Algérie: Le pays ne renoncera pas à sa demande de restitution de ses archives détenues par la France


M. Abdelmadjid Chikhi, conseiller auprès du Président de la République, chargé des archives nationales et de la mémoire nationale, a réaffirmé vendredi que l’Algérie « ne renoncera pas à sa demande de restitution de ses archives détenues par la France ».

Dans une déclaration à l’APS, à la veille de la célébration du 58e anniversaire du recouvrement de la souveraineté nationale, M. Chikhi a précisé que « la génération actuelle et celles qui lui succéderont demeureront attachées à la demande de restitution de toutes les archives nationales détenues par la France et se rapportant à plusieurs périodes de notre histoire », estimant qu' »il n’y a pas chez la partie française de réelle volonté de clore ce dossier définitivement ».

Selon lui, les responsables français en charge des négociations sur ce dossier n’ont pas de pouvoir décisionnel en la matière.

La loi promulguée par la France en 2006 en est une parfaite illustration, puisqu’elle dispose que « les archives font partie du domaine public » et qu’elles sont, par conséquent, « inaliénables et imprescriptibles », a estimé M. Chikhi, qui a été nommé récemment conseiller auprès du président de la République en charge des archives nationales et de la mémoire nationale.
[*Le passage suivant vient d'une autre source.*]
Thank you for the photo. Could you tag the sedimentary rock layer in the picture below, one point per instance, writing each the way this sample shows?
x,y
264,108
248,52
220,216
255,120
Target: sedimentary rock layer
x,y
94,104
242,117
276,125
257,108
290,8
Il a également cité la décision de disperser les archives algériennes détenues par la France dans d’autres centres « à l’insu de l’Algérie ».

Il a indiqué dans ce contexte que la Grande commission mixte algéro-française pourrait se réunir ce mois-ci et aura entre autres dossiers à examiner, celui de la récupération des archives nationales.

Des associations, des historiens et des juristes avaient demandé aux autorités françaises « l’accès immédiat » aux archives notamment celles inhérentes à la Guerre de libération nationale, à travers l’abrogation du texte de loi préconisant la protection du secret de défense nationale.

« Alors que le Président français Emmanuel Macron appelle à un débat sur le passé colonial de notre pays, l’accès aux archives permettant un examen informe et contradictoire de ces questions est aujourd’hui entravé », lit-on dans la déclaration.